L'abbazia di Notre-Dame de l'Île-Chauvet, situata a Bois-de-Céné a Vendée (Pays de la Loire), trova le sue origini intorno al 1130, probabilmente fondata da benedettini dell'Abbazia di Absie. Questi monaci, presentati da Pierre II de la Garnache, parteciparono all'essiccazione e allo sfruttamento delle acque salate della palude di Breton. Questo progetto faceva parte del rinnovamento spirituale dell'XI-XII secolo, ispirato da Geraud de Salles. Le parti più antiche, come il coro, risalgono alla seconda metà del XII secolo, mentre la navata fu completata nella metà del XIII secolo. Le volte furono successivamente modificate, con una croce probabilmente ad arco nel XIV secolo.

L'abbazia adottò una rigida regola benedettina, simile a quella di Cîteaux. Fu saccheggiato nel 1381 durante la guerra dei cent'anni, richiedendo importanti riparazioni. Nel XVI secolo, nonostante un tempo ancora fiorente, fu iniziata nel 1561. Nel 1588 fu bruciato dal capitano Boury e dal capitano Granville, e poi occupato da Benjamin de Rohan fino al 1622. Richelieu e suo fratello furono coinvolti nel suo destino. L'ultimo benedettino lasciò il sito nel 1625, e dopo un rifiuto dei Mauristi, i Camaldules si stabilirono lì nel 1679.

Venduta come proprietà nazionale nel 1791 a M. Lamaignère, l'abbazia fu acquisita nel 1828 dalla famiglia Guillet de La Brosse, ancora oggi proprietaria. Jules de la Brosse costruì un palazzo neo-rinascimentale nel 1885. Le rovine della chiesa, due edifici del XII secolo, un pozzo gotico e i terreni del monastero, mostrati su un piano del 1668, sono stati classificati come monumenti storici dal 1992. Questi resti testimoniano la sua importanza architettonica e religiosa nel corso dei secoli.

La chiesa dell'abbazia, in parte in rovina, conserva elementi medievali come il bentier della navata. Gli edifici monastici, tra cui l'ala del refettorio del XIII secolo, furono modificati per ospitare i Camaldules nel XVII secolo. Nonostante i redditi modesti, quest'ultimo assicurava il mantenimento dei locali e qualche abbellimento del santuario. Nel 1778, la Mansa Abbaziale fu attaccata alla Cattedrale di Luçon, segnando la fine graduale del suo ruolo religioso autonomo.

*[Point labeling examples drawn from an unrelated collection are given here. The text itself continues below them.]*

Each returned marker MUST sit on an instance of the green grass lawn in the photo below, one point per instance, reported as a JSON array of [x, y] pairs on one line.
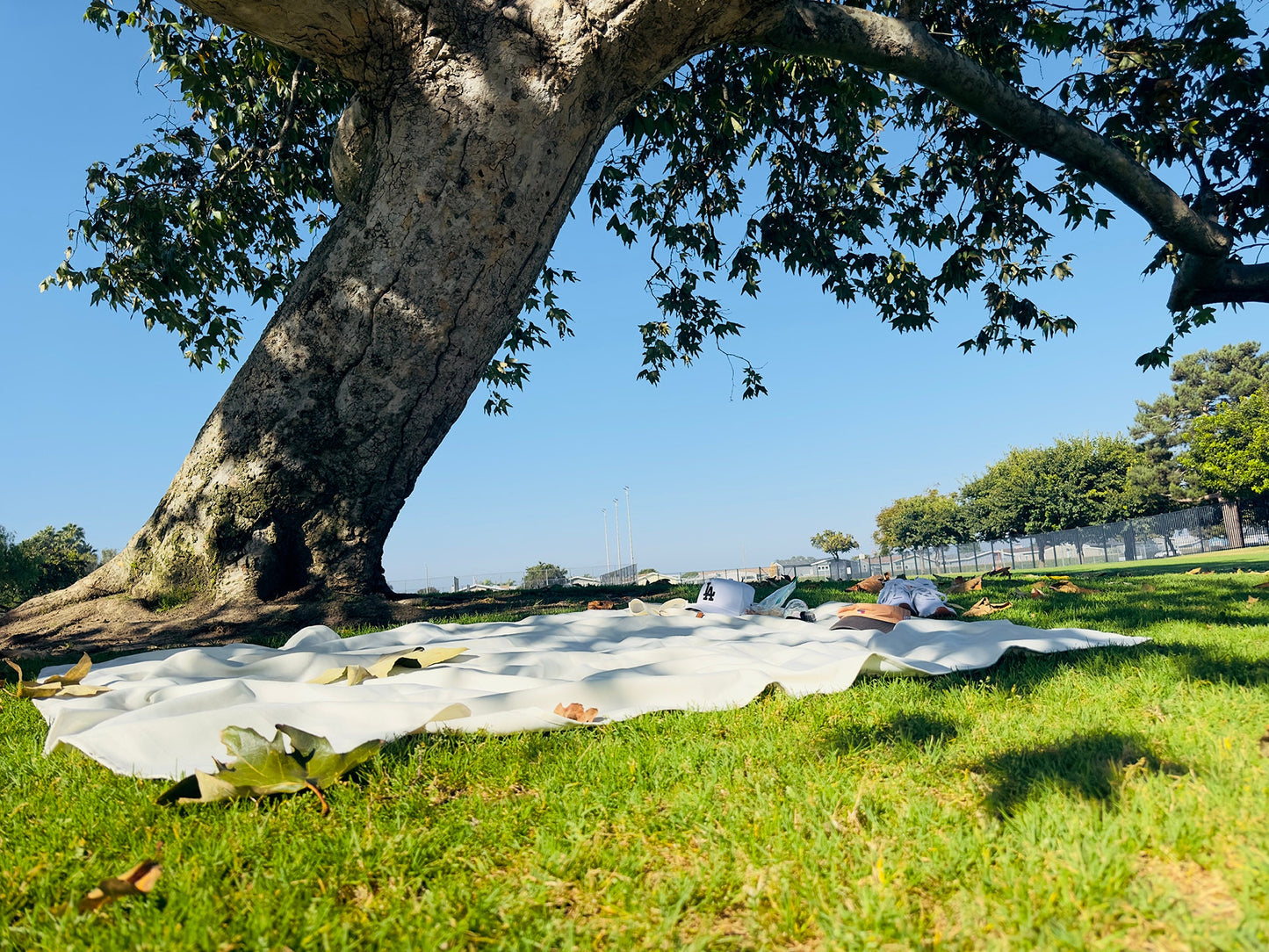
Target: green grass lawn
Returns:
[[1100, 800]]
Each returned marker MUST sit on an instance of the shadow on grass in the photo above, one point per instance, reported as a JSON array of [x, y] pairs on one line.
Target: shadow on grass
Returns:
[[1088, 766], [1026, 670], [915, 729]]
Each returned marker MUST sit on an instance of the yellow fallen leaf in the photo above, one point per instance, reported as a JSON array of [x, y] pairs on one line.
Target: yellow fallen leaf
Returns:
[[1070, 588], [134, 883], [984, 607], [396, 663], [59, 684], [576, 712]]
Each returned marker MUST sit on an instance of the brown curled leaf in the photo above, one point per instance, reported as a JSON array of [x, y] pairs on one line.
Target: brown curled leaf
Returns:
[[576, 712]]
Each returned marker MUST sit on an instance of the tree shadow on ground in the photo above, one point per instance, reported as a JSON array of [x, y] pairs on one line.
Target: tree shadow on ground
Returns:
[[1088, 766], [1026, 672], [904, 729]]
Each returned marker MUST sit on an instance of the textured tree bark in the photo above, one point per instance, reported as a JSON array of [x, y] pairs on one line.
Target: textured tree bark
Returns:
[[457, 165], [1232, 519], [473, 128]]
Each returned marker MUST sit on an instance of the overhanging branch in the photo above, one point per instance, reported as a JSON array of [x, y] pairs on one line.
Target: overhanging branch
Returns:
[[906, 50], [335, 33]]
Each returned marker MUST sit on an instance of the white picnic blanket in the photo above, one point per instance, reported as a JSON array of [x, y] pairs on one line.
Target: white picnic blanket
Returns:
[[165, 710]]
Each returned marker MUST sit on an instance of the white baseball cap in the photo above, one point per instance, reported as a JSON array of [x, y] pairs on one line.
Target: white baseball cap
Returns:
[[724, 597]]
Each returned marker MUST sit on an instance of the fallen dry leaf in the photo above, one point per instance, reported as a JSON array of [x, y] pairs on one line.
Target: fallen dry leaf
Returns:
[[1070, 588], [396, 663], [576, 712], [984, 607], [873, 584], [59, 684], [264, 767], [134, 883]]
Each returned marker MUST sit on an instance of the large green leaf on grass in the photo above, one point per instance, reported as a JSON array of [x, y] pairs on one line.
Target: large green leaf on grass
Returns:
[[260, 767], [60, 684]]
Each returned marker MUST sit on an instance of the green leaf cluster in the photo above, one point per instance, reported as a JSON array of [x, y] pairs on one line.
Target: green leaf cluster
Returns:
[[544, 574], [47, 561], [262, 767], [834, 542], [1229, 450], [1202, 382]]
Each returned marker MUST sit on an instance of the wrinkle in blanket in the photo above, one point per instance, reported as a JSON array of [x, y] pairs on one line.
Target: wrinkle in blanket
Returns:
[[165, 710]]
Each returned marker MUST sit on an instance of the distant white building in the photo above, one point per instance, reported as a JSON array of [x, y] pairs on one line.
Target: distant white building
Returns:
[[804, 567]]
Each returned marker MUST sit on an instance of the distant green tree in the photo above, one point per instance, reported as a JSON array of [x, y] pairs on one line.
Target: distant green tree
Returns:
[[1074, 481], [63, 556], [544, 574], [18, 573], [917, 523], [834, 542], [1229, 453], [1202, 382], [50, 560]]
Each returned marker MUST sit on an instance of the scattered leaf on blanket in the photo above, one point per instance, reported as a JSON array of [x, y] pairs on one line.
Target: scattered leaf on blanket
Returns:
[[59, 684], [264, 767], [576, 712], [873, 584], [386, 667], [984, 607], [1070, 588], [136, 881], [415, 659]]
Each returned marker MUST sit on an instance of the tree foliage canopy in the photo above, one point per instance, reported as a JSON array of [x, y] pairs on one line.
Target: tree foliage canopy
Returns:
[[769, 150], [1229, 450], [50, 560], [920, 522], [1202, 382], [544, 574], [1074, 481]]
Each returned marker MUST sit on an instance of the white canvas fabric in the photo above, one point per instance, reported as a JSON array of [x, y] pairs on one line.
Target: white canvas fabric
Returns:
[[165, 711]]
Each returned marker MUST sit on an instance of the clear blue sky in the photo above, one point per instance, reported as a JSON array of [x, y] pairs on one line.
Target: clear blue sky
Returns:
[[97, 414]]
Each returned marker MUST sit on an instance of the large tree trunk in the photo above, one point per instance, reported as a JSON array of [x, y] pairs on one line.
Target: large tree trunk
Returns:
[[455, 183]]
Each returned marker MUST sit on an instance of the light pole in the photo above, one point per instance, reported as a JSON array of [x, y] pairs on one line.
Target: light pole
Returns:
[[616, 523], [630, 530], [608, 561]]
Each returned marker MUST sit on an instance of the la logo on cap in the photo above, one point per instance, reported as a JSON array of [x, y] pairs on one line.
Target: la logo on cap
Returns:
[[724, 597]]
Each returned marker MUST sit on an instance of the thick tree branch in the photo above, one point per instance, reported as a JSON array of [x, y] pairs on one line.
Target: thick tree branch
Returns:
[[330, 32], [1206, 281], [905, 48]]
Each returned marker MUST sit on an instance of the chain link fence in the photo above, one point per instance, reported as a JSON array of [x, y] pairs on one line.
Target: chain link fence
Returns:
[[1205, 528]]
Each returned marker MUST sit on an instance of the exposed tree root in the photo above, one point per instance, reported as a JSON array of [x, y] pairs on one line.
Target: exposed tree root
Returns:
[[119, 624]]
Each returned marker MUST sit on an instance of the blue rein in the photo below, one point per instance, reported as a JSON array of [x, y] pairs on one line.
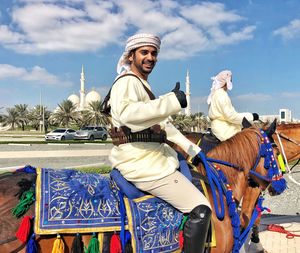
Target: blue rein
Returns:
[[219, 183]]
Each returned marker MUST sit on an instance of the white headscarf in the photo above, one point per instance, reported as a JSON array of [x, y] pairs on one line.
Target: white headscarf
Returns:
[[133, 42], [219, 81]]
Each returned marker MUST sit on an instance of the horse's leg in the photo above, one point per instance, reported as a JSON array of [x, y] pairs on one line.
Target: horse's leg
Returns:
[[248, 205], [223, 231]]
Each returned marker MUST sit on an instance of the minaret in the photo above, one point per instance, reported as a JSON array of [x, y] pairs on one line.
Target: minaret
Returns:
[[188, 94], [82, 91]]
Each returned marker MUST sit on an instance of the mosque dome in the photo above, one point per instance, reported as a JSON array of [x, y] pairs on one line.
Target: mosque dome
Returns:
[[74, 99], [92, 96]]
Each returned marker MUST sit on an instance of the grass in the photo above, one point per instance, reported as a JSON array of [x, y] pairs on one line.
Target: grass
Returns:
[[58, 142]]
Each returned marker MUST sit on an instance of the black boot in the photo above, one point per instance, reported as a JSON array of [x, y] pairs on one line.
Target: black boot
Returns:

Tra gli abate commerciali notevoli, Alphonse-Louis du Plessis de Richelieu (1626–53) e Gaspard-Alexandre de Coligny de Saligny (1676–87) segnarono la sua storia. Gli archivi, come il Memoir d'Arsène Cauchois (ultimo precedente), offrono preziosi dettagli sulla sua organizzazione e il suo declino. Oggi, l'abbazia, anche se privata, rimane una grande testimonianza del patrimonio monastico della Vendee e dei tumulti della storia regionale.